The World Trade Organization is giving some environmentalists a reason to say “I told you so.”
On Wednesday, the WTO, the international body that enforces trade law, said that India’s solar power subsidy violated trade rules. The program -- which has helped India’s solar industry get off the ground and become one of the fastest growing in the world -- required new projects be built with parts made in India. Despite India’s argument that the local product requirement was crucial to India's meeting its commitment under the Paris Climate Agreement, the WTO ruled that requirement unfairly discriminated against U.S. solar manufacturers.
This is exactly the kind of decision that has many environmentalists worried about the Trans-Pacific Partnership, the sweeping and controversial trade agreement President Barack Obama signed in February. The agreement has not yet been approved by Congress. Dozens of environmental organizations expressed deep concerns about the TPP.
Friends of the Earth called the decision "an outrage" in a release. The group said that India “reasonably provided some preferences for local producers of solar energy in order to convert from a carbon economy to a green economy."
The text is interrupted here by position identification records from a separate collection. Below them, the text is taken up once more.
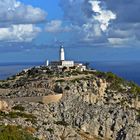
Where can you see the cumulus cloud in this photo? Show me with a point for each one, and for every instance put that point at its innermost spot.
(102, 15)
(56, 26)
(90, 19)
(19, 33)
(15, 12)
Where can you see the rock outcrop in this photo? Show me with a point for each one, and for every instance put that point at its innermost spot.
(94, 106)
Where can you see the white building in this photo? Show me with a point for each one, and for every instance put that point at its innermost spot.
(62, 62)
(65, 63)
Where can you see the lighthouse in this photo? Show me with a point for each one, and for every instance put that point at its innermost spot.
(62, 54)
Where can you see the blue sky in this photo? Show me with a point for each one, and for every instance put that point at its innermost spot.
(89, 30)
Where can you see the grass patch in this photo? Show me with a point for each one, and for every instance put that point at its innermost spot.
(18, 107)
(11, 132)
(62, 123)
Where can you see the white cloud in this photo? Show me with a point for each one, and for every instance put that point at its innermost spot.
(56, 26)
(19, 33)
(90, 19)
(102, 15)
(15, 12)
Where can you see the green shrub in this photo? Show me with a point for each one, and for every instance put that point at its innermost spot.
(62, 123)
(18, 107)
(11, 132)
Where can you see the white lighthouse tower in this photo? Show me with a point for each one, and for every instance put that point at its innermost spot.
(62, 54)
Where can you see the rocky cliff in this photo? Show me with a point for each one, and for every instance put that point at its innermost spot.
(94, 105)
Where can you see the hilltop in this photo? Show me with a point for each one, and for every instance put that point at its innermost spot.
(94, 105)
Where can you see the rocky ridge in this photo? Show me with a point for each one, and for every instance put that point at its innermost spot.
(94, 105)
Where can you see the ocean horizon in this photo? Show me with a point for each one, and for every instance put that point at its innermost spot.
(128, 70)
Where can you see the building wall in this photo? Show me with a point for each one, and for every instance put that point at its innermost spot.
(68, 63)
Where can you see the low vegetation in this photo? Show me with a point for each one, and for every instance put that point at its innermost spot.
(11, 132)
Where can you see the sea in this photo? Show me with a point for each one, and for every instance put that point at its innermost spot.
(129, 70)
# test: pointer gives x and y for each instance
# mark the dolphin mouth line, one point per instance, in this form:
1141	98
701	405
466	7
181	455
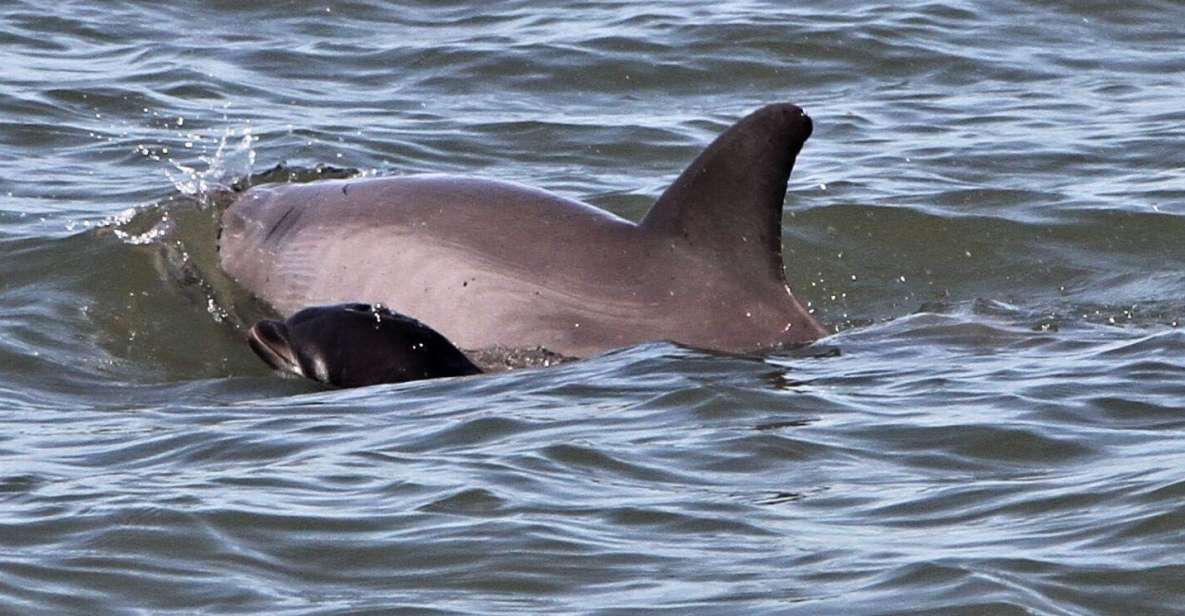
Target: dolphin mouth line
269	340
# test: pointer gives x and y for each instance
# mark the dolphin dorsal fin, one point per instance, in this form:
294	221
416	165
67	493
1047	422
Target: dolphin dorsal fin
729	199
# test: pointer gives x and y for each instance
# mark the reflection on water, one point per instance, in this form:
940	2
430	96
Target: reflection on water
988	212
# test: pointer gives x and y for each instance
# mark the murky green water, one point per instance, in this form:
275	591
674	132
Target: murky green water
991	211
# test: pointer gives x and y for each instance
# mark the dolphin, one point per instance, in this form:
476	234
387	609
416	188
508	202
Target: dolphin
356	344
499	264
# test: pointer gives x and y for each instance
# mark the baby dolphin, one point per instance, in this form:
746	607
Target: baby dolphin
498	264
353	345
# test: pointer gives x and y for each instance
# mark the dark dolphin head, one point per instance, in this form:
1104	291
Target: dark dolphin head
352	345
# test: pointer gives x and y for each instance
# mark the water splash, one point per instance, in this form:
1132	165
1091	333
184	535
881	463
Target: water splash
226	162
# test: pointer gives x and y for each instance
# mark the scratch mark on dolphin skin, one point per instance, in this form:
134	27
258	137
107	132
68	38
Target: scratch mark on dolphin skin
276	228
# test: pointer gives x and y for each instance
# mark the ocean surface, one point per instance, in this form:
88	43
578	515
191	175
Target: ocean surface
990	216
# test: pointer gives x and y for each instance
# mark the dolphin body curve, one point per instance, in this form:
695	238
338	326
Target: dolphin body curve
499	264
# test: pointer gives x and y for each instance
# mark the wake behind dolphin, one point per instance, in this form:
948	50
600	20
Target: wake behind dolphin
498	264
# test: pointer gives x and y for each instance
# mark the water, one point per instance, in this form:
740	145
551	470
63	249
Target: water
990	213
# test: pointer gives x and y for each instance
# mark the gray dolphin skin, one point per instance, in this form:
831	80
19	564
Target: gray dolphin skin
498	264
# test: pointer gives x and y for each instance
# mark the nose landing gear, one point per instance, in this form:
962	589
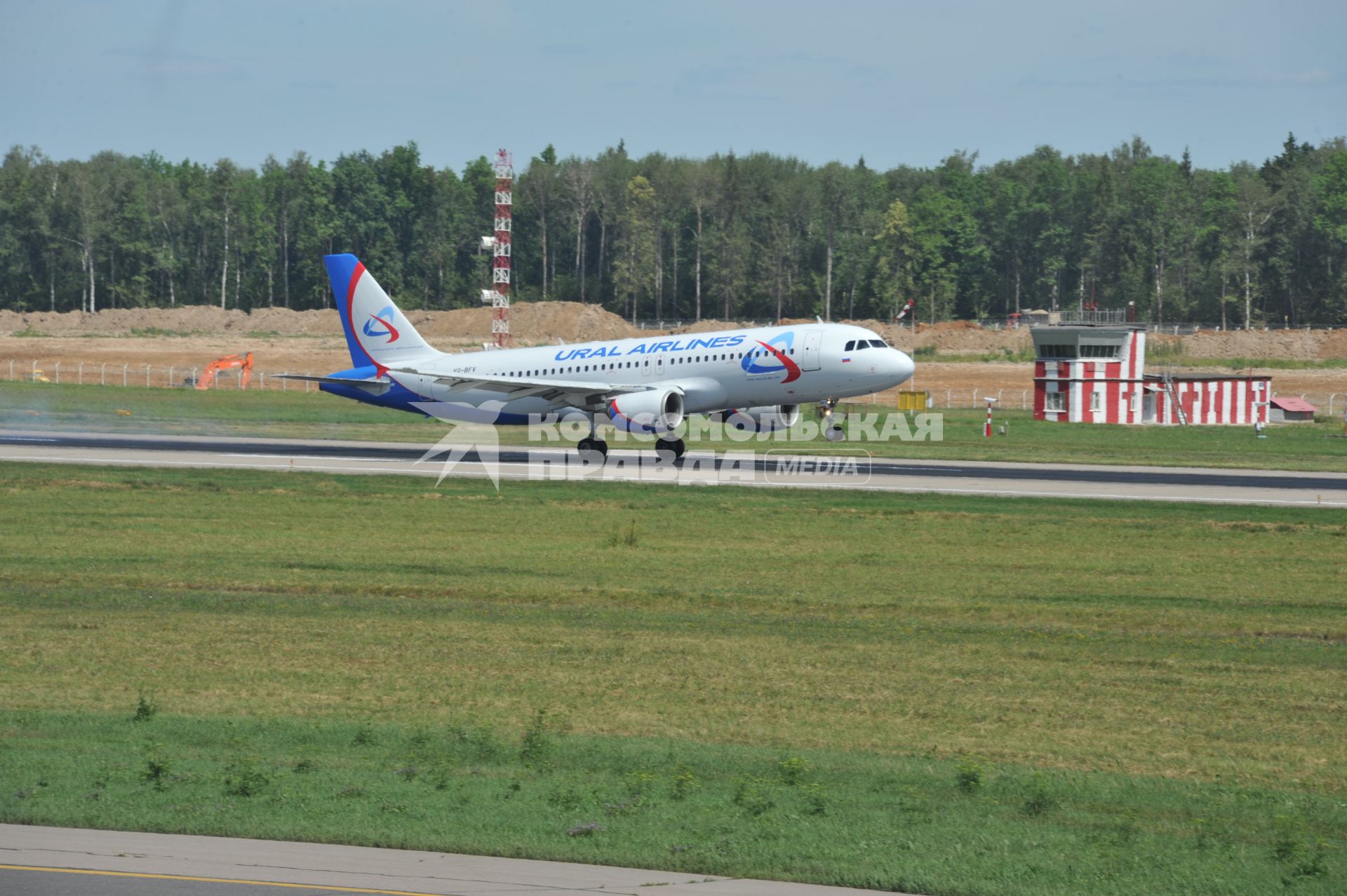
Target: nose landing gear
833	430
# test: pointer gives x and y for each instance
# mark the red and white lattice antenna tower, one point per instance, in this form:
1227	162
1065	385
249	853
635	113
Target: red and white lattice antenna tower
500	246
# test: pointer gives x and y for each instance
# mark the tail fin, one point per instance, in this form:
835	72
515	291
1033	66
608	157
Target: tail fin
377	333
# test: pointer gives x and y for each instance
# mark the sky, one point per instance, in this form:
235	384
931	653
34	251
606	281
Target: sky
894	83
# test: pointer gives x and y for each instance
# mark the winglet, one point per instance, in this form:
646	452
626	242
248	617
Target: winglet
377	333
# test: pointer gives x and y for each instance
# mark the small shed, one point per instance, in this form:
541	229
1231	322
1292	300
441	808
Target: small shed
1291	410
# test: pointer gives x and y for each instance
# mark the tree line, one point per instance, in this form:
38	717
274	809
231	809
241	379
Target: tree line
729	236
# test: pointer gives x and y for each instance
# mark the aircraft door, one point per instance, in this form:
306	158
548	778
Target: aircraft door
810	351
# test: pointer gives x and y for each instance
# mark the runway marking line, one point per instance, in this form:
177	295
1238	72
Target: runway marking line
212	880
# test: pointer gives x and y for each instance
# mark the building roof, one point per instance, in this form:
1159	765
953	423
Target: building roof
1294	405
1194	377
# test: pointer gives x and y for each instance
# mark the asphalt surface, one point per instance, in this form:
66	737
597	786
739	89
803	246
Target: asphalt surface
62	862
749	464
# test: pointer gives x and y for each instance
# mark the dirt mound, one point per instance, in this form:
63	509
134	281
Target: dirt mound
1334	345
531	322
1300	345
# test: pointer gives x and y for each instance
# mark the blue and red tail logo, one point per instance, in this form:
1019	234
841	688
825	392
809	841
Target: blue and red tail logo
779	351
386	319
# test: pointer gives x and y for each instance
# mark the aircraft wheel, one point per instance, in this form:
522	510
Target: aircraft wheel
593	450
670	450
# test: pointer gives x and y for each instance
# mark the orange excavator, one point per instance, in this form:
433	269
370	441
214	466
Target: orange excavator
241	361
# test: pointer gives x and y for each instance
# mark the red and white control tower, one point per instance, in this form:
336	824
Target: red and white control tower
500	246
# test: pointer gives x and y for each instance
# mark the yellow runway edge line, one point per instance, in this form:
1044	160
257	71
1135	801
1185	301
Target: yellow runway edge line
212	880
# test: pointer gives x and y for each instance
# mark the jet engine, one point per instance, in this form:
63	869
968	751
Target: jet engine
760	420
651	411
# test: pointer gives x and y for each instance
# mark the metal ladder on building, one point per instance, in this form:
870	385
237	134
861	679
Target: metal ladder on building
1174	399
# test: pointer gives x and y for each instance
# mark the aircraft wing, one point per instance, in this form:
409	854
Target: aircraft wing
376	387
558	392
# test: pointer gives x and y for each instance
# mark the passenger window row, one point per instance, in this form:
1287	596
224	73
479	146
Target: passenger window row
620	366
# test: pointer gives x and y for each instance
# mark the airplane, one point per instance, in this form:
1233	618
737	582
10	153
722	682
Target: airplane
753	379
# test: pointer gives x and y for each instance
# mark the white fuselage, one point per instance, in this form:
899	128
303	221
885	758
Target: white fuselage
714	371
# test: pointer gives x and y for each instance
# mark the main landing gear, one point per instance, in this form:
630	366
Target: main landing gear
593	450
670	450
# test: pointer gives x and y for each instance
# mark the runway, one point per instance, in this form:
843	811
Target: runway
64	862
745	465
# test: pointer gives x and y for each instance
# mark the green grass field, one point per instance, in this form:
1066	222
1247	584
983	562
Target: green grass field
926	693
298	415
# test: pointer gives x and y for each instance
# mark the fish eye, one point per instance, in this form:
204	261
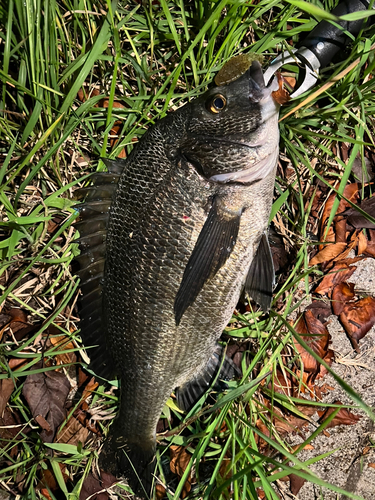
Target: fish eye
216	104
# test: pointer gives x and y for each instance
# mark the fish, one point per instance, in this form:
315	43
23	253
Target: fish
170	238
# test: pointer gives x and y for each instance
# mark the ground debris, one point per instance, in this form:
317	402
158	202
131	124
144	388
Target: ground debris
46	394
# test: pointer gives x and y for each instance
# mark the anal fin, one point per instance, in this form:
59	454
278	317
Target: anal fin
190	392
261	276
92	226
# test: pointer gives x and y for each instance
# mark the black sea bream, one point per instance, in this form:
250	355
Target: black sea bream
186	233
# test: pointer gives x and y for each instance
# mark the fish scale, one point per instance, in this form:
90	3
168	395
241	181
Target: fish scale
180	248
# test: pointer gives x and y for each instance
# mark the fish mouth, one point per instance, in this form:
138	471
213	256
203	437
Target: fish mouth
259	170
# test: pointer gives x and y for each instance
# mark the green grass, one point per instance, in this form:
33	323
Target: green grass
152	58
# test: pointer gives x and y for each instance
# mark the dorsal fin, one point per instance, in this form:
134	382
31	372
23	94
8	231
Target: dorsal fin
92	226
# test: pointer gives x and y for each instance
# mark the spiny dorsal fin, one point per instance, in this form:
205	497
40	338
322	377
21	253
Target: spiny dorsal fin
92	226
261	277
212	249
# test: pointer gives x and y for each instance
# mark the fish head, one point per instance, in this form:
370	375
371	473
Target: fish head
232	132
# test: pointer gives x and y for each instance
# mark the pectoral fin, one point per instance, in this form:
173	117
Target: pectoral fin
261	277
212	249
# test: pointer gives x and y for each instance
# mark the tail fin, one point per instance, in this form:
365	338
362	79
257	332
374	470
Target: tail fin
133	460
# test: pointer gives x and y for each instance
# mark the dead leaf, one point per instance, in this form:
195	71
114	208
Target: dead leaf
64	343
351	193
370	249
343	417
341	295
42	422
45	394
16	363
72	433
357	220
362	243
6	389
329	252
296	483
321	310
339	273
358	318
316	336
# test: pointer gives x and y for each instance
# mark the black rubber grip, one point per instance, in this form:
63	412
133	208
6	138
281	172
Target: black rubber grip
325	40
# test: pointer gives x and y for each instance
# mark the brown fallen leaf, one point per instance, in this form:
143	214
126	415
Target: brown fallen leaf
72	433
316	336
358	318
370	249
6	389
339	273
329	252
343	417
321	310
42	422
341	295
362	243
64	343
45	394
16	363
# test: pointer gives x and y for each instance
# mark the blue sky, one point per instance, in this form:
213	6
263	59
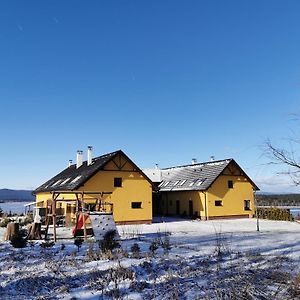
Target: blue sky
165	81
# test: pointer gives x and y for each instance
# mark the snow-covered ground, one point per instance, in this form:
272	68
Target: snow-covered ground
220	259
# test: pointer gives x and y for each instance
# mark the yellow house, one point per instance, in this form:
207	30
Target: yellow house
119	180
215	189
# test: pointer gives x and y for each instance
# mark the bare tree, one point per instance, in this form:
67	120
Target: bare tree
286	157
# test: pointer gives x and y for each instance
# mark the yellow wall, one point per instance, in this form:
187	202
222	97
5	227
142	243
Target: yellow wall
168	202
232	198
135	188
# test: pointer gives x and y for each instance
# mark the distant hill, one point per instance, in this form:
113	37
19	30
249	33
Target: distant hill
16	195
278	199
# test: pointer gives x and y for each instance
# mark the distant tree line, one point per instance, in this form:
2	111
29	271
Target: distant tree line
278	200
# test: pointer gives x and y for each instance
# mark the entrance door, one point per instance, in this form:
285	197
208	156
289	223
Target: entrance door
68	215
177	207
191	210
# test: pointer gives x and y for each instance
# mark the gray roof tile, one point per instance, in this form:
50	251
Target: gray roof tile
198	177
The Sierra Club called the decision a “step in the wrong direction” and said it could easily apply to U.S. subsidies for renewable energy: "Almost half of U.S. states have programs that, like India’s, offer incentives for renewable energy production that creates local, green jobs. The U.S. should drop this case to avoid undermining climate protections abroad and at home.”
The American appeal to the WTO only covered a small part of India's solar policy, said U.S. Trade Representative Press Secretary Andrew Bates. "The single measure that the Obama Administration took issue with required the use of more expensive and less efficient solar equipment -- thereby raising the cost of generating clean energy across India," Bates said. In its submission to the WTO, the USTR's office cited an Indian solar industry group estimate that the domestic requirement increased prices by 15 to 16 percent.
President Obama, Bates noted, has supported India's solar policy since it was launched in 2010. Obama's language at the time included a caveat alluding to disagreement about the made-in-India requirements.
The WTO decision won’t have a major impact on India’s ability to meet its climate goals, said Anjali Jaiswal, director of the The Natural Resources Defense Council India Initiative. Yes, the Indian solar industry will now be undercut by a huge volume of cheaper solar products made in China and the U.S., she told HuffPost, but India was always going to import large amounts of solar hardware to meet its goals because of limited supply domestically. “When you look at, overall, the domestic content requirement, it affects about 10 percent of India’s [solar] industry,” Jaiswal noted.
Jaiswal agreed that the trade rule dispute seemed like a throwback: “Some of the arguments are Reagan-era arguments that we see. And those are largely business interests protecting their business interests.”
Now, she said, self-interest is being deployed to meet India’s solar goals.
UPDATE: This piece has been updated with comment from the U.S. Trade Representative.